SSLv3 contains a vulnerability that has been referred to as the Padding Oracle On Downgraded Legacy Encryption (POODLE) attack, which is a man-in-the-middle attack affecting Web browsers. Browsers connecting via SSLv3 to Domino servers running HTTP are exposed to the POODLE attack. As browsers turn off SSLv3 and disable downgrading from TLS, they will be unable to connect to Domino over HTTP as Domino servers currently support only SSLv3.
IBM has released Domino server Interim Fixes that implement TLS 1.0 with TLS_FALLBACK_SCSV for HTTP to protect against the POODLE attack. Implementing TLS 1.0 for Domino will protect against the POODLE attack and will allow browsers to still connect to Domino after they have been changed to address the POODLE attack.
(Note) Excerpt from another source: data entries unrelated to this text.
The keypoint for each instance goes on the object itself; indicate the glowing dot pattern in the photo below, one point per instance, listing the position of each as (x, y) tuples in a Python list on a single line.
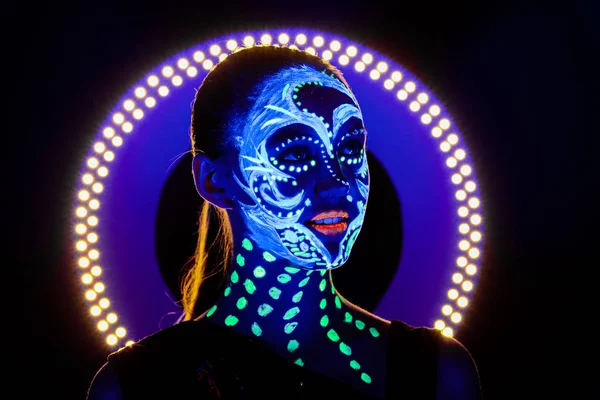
[(136, 104)]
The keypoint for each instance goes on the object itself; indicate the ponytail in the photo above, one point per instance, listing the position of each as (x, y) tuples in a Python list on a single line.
[(208, 260)]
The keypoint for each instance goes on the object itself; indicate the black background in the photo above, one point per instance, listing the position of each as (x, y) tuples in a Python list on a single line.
[(519, 77)]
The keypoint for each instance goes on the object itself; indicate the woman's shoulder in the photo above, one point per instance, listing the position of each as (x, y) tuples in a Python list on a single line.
[(429, 359)]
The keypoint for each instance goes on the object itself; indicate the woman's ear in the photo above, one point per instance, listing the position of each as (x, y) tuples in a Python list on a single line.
[(211, 181)]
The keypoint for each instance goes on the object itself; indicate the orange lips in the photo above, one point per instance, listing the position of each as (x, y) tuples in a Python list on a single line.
[(330, 223)]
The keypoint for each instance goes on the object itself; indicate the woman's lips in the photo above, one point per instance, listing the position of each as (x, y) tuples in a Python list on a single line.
[(330, 223)]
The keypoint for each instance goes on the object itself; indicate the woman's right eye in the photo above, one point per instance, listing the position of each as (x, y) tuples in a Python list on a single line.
[(296, 154)]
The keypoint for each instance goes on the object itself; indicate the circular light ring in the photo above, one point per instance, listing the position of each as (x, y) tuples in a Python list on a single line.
[(158, 83)]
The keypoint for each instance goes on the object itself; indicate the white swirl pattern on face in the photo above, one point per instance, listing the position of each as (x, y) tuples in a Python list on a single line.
[(273, 218)]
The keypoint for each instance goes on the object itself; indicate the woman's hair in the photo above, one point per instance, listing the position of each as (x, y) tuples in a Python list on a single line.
[(226, 95)]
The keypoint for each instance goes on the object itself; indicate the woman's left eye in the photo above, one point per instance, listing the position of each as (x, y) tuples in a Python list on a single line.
[(351, 148), (296, 154)]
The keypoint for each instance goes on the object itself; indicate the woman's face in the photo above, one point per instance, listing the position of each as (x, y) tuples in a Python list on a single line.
[(303, 164)]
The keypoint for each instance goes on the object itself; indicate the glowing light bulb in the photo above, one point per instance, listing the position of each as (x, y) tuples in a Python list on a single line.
[(471, 269), (192, 72), (167, 71), (231, 44), (183, 63), (111, 340), (163, 91), (367, 58), (359, 66), (207, 64), (215, 50), (152, 80), (118, 118), (150, 102), (283, 38), (374, 74), (301, 39), (177, 81), (456, 317), (453, 294), (467, 286), (128, 105)]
IBM has provided Interim Fixes for the following Domino releases:
- 9.0.1 Fix Pack 2 - http://www.ibm.com/support/docview.wss?uid=swg21657963
- 9.0 - http://www.ibm.com/support/docview.wss?uid=swg21653364
- 8.5.3 Fix Pack 6 - http://www.ibm.com/support/docview.wss?uid=swg21663874
- 8.5.2 Fix Pack 4 - http://www.ibm.com/support/docview.wss?uid=swg21589583
- 8.5.1 Fix Pack 5 - http://www.ibm.com/support/docview.wss?uid=swg21595265
Refer to the following wiki article for more information on protocols: IBM Domino Interim Fixes to support TLS 1.0 which can be used to prevent the POODLE attack:
In addition, IBM intends to provide hotfixes for other 8.5.x or 9.x releases on demand. Contact IBM to open a PMR via the IBM Support Portal if you require a hotfix for these other releases.
Note: For any Domino release, a proxy server in front of Domino to handle TLS communication will also address this issue. Select a proxy server that disables SSLv3 or prevents downgrading a TLS communication down to SSLv3. Domino 9.0x for Windows has a proxy solution by including the IBM HTTP Server (IHS) that supports TLS. For more information on this topic, refer to technote 1612316 - "Is it possible to run IBM HTTP Server (IHS) on the same computer as a Domino server?"
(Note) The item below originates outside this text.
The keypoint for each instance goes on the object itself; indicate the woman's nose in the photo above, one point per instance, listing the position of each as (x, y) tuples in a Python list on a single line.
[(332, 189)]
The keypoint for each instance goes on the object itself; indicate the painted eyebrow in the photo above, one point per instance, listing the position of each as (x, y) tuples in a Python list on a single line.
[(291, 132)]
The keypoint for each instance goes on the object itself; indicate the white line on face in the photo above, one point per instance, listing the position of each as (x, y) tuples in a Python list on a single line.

IBM’s statements regarding its plans, directions, and intent are subject to change or withdrawal without notice at IBM’s sole discretion. Information regarding potential future products is intended to outline our general product direction and it should not be relied on in making a purchasing decision. The information mentioned regarding potential future products is not a commitment, promise, or legal obligation to deliver any material, code or functionality. Information about potential future products may not be incorporated into any contract. The development, release, and timing of any future features or functionality described for our products remains at our sole discretion.